This production is faithful to the original 17th-century setting, amid the heat and panic of the Salem witch trials. There is period dress: bonnets for women, pointed hats for men and ribbons for the judges, along with a range of broad British accents for these original American pilgrims. But director Ola Ince brings a quietly radical touch in the form of humour – more absurdist than comic, with accusations of flying girls and demon possession taking on preposterous tones. The men, mostly the judges of the last two acts, appear bumbling, like yokels arguing over the fate of their chattel at a country fair. Deputy Governor Danforth (Gareth Snook) is particularly clownish, though no less awful for it.
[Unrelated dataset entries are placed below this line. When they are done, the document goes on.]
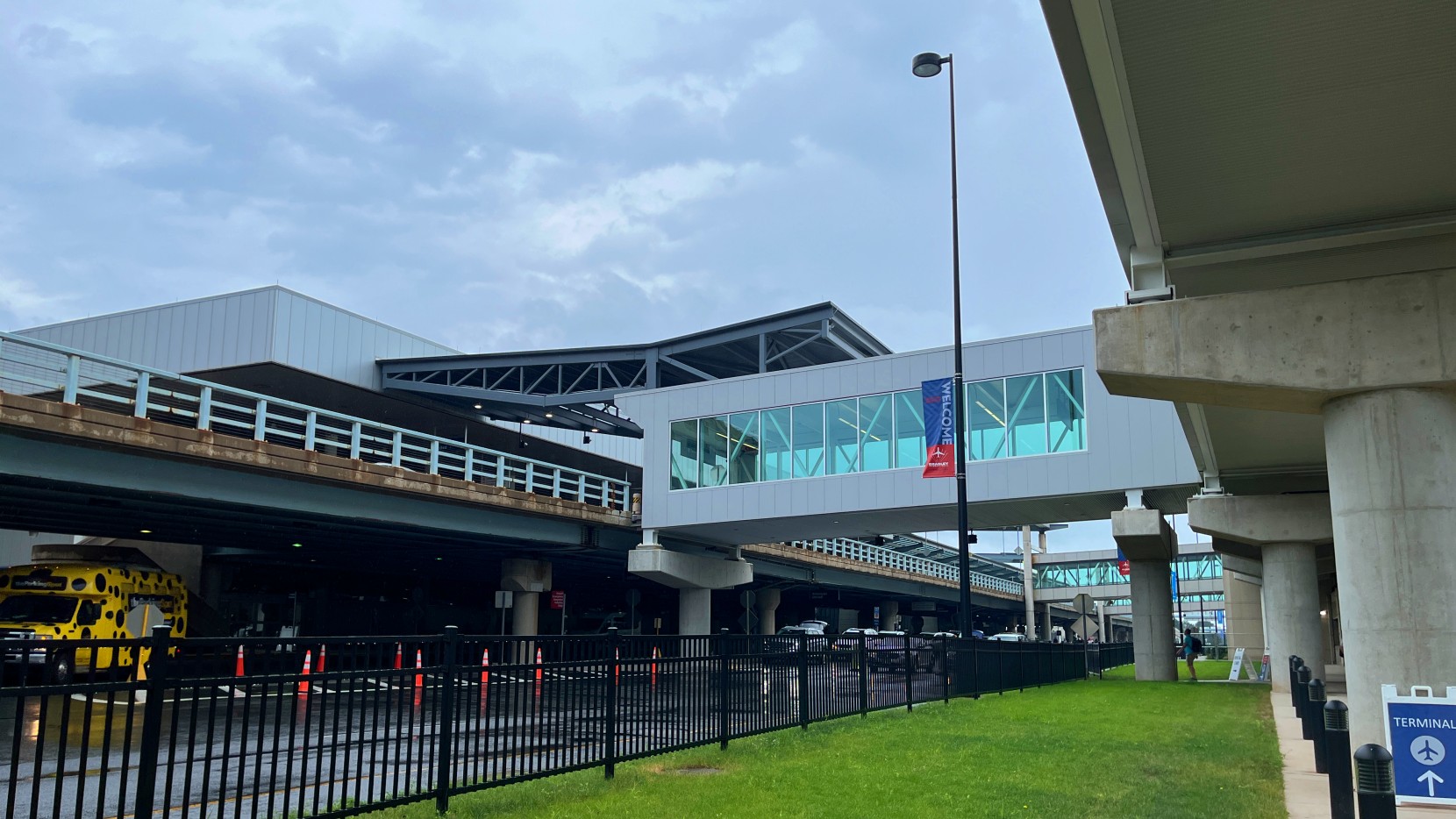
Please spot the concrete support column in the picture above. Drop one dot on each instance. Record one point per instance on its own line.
(767, 604)
(1153, 620)
(1392, 496)
(527, 580)
(695, 611)
(1149, 545)
(1292, 609)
A few songs by composer Renell Shaw give the town’s girls and women a greater voice in an otherwise dutiful revival which flies in the first half but slows to a trudge by the third act. Maybe because of the laughter, there is also less creepiness to the band of girls who accuse the adults of satanism, and less terror to the court scenes, too. You see the panicked calculation in Tituba (Sarah Merrifield)’s original, forced “confession” but you do not feel her visceral fear. The note of absurdism makes it less terrifying, more ridiculous.

Heat and panic … Gavin Drea as John Proctor in The Crucible.
Heat and panic … Gavin Drea as John Proctor in The Crucible. Photograph: Marc Brenner

Still, there is some fine acting from Gavin Drea as John Proctor and Hannah Saxby as his sometime lover, Abigail Williams, who burns with the young, single-minded passion of the spurned. The showdowns in court, with the judges and those between John and Elizabeth Proctor (the a played compellingly by Phoebe Pryce), come weighted with emotion and tragedy. It is also painful to see Mary Warren (Bethany Wooding) as she tries to explain the peer pressure that made her lie in court and be disbelieved by the men around her.

Amelia Jane Hankin’s set design has a Quaker bareness, pious and unadorned, with wooden bedsteads and big kitchen tables. There is an almost painterly quality to some scenes with a top window on the stage featuring a tableau of the accused: women standing as still as statues, waiting for their fate to be decided by the men in power.

It is a shame the pace slows to such a degree (performed at three hours on press night). Even so, discretely powerful scenes go some way to bringing the tension back, and as the first Miller play to be staged at the Globe it is a powerfully pertinent choice.